Friday, June 25, 2010

Maurice Wright's Movement in Time

One of the reasons I want the Philadelphia Orchestra to go on living is that it keeps about a hundred stellar musicians in town. Several times a year, a few of the players break off from the herd and present chamber concerts at the Perelman Theater. Last Sunday (June 20, the last day of spring), I was treated to one of these programs when a friend e-mailed me about a spare ticket. The bill included Glazunov's String Quintet Op. 39 (scored for two cellos, according to the program notes, but with one of the parts given to a bass player this time out for some reason), and Brahms’s Second Piano Quartet, both very well played. The Brahms was particularly memorable.

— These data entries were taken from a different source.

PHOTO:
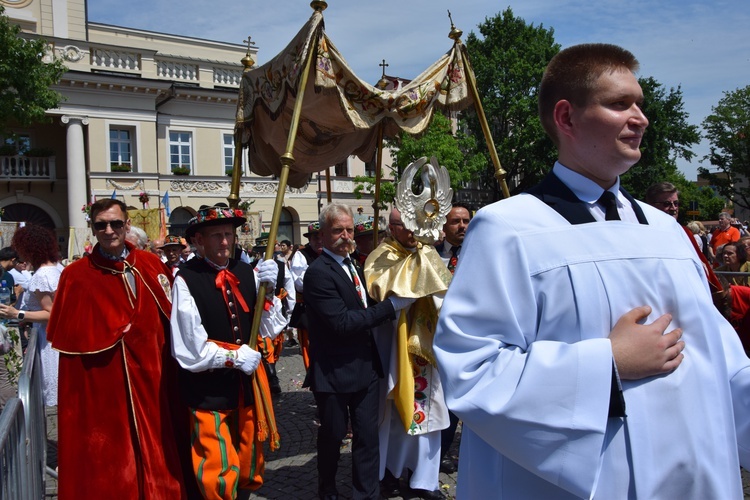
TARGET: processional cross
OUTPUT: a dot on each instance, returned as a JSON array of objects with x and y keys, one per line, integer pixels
[
  {"x": 383, "y": 65},
  {"x": 249, "y": 42}
]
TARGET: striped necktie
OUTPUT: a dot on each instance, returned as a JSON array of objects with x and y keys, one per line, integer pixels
[{"x": 355, "y": 279}]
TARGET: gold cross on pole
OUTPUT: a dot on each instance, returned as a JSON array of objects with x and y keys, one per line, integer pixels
[
  {"x": 383, "y": 65},
  {"x": 249, "y": 42}
]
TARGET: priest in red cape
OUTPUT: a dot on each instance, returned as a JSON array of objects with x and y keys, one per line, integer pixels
[{"x": 117, "y": 380}]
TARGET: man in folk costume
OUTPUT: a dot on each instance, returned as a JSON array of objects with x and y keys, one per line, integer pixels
[
  {"x": 172, "y": 249},
  {"x": 271, "y": 348},
  {"x": 413, "y": 409},
  {"x": 214, "y": 301},
  {"x": 584, "y": 354},
  {"x": 118, "y": 426},
  {"x": 300, "y": 262}
]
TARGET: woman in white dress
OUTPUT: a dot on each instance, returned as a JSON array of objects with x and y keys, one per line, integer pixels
[{"x": 37, "y": 246}]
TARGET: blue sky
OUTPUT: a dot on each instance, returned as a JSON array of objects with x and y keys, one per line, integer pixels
[{"x": 703, "y": 46}]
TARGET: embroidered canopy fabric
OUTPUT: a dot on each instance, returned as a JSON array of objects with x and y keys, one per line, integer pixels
[{"x": 340, "y": 113}]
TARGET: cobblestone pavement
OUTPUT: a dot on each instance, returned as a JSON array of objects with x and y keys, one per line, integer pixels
[{"x": 290, "y": 471}]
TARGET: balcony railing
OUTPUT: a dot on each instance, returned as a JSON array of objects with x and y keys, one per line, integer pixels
[{"x": 27, "y": 168}]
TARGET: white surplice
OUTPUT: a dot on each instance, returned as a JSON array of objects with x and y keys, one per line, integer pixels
[{"x": 526, "y": 364}]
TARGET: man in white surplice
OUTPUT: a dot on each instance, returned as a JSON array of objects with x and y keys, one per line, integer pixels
[{"x": 583, "y": 354}]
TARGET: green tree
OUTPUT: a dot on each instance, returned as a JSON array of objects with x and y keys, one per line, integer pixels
[
  {"x": 728, "y": 130},
  {"x": 668, "y": 137},
  {"x": 509, "y": 62},
  {"x": 455, "y": 152},
  {"x": 25, "y": 79}
]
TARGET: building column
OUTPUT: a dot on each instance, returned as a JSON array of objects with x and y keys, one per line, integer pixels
[{"x": 76, "y": 159}]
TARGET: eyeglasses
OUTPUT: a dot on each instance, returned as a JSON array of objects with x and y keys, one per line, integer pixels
[
  {"x": 667, "y": 204},
  {"x": 114, "y": 224}
]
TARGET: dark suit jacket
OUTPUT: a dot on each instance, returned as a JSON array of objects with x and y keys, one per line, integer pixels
[{"x": 343, "y": 354}]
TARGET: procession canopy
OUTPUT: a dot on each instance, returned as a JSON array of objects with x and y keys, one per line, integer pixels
[{"x": 341, "y": 114}]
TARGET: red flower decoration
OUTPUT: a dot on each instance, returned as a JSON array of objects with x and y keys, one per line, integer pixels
[
  {"x": 420, "y": 383},
  {"x": 419, "y": 417}
]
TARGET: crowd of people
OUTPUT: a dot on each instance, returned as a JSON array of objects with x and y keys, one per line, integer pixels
[{"x": 580, "y": 335}]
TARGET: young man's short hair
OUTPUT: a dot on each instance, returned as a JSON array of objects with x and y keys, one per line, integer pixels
[{"x": 572, "y": 73}]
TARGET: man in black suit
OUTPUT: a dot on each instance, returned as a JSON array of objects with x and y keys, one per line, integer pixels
[{"x": 344, "y": 363}]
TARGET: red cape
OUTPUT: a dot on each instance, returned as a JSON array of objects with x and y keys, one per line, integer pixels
[{"x": 117, "y": 425}]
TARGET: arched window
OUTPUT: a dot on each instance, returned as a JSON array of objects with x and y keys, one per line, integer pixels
[
  {"x": 178, "y": 221},
  {"x": 30, "y": 214},
  {"x": 286, "y": 226}
]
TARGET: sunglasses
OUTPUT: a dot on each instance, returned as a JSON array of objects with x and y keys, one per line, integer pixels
[{"x": 114, "y": 224}]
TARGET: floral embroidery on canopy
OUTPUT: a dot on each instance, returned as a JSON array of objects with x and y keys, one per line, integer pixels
[{"x": 340, "y": 113}]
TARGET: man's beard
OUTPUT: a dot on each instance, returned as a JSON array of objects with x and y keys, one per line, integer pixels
[{"x": 349, "y": 245}]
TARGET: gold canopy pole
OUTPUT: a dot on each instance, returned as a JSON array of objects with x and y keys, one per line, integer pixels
[
  {"x": 382, "y": 84},
  {"x": 234, "y": 190},
  {"x": 378, "y": 175},
  {"x": 328, "y": 184},
  {"x": 287, "y": 160},
  {"x": 455, "y": 35}
]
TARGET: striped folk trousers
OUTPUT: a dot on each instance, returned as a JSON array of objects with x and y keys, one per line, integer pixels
[{"x": 227, "y": 455}]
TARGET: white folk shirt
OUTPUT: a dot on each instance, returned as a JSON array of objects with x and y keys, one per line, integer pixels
[
  {"x": 190, "y": 344},
  {"x": 526, "y": 363}
]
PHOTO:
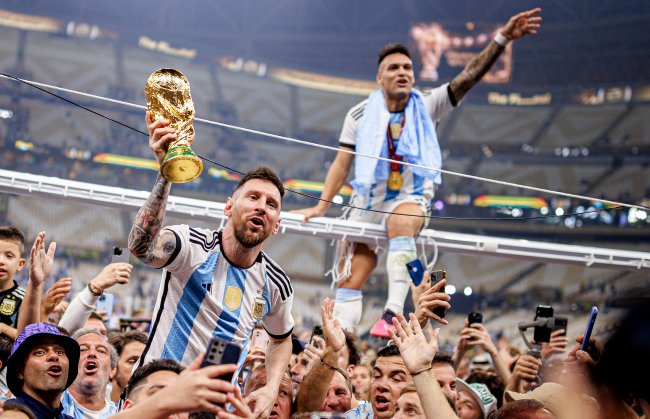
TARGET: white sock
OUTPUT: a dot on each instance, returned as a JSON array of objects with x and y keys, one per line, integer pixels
[
  {"x": 401, "y": 250},
  {"x": 348, "y": 308}
]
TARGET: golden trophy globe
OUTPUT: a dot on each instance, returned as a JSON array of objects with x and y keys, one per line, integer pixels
[{"x": 168, "y": 97}]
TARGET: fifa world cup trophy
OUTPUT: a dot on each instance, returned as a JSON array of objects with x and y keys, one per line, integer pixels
[{"x": 168, "y": 97}]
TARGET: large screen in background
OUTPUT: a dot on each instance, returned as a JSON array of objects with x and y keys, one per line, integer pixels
[{"x": 443, "y": 54}]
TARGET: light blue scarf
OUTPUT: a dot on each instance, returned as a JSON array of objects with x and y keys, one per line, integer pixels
[{"x": 418, "y": 143}]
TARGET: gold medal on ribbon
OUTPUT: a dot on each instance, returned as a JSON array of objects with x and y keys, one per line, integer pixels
[{"x": 395, "y": 181}]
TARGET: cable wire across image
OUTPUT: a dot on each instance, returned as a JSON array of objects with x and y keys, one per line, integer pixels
[{"x": 614, "y": 204}]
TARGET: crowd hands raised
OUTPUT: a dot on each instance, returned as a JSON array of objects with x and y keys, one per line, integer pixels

The afternoon began with Movement in Time, for two percussionists and tape, by Maurice Wright, a professor at Temple University. Kind of an uninspired title (all music is movement in time), but it was a lively, almost spritely piece that gave Don Liuzzi and Anthony Orlando an excuse to run around the stage and wallop a large number of very loud instruments. I don't ordinarily think of music for multiple percussion instruments as "light" — the one piece that comes to mind immediately, Varese's Ionisation, is a violent, dark-cloud case in point — but that is what Movement in Time was. It was playful music, with an occasional burst of wit, as when, for example, the performers are required to beat a single snare drum simultaneously, and they suddenly cut the music short by raising their sticks and crossing them with a click. Cute, and it got a laugh.

Wright isn't one of those heart-on-his-sleeve, look-at-how-brave-I-am-for-writing-commercial-pap composers I despise, at least not in this piece, but he seems to be after the fun kind of modernism that Alexander Calder achieved in sculpture. Unfortunately, the music was so slight that most of it, except for that click, evaporated in the memory almost at once.

The tape accompaniment was a distraction, too. The sounds generated weren't so much electronic music as recordings or synthesized imitations of a chorus and orchestra. A friend of mine who attended with me wondered why, if Wright was going to take that route, he didn't just put a few more musicians on the stage.

A perfectly pleasant, digestible piece, but it hardly opens up new vistas the way Ionisation did.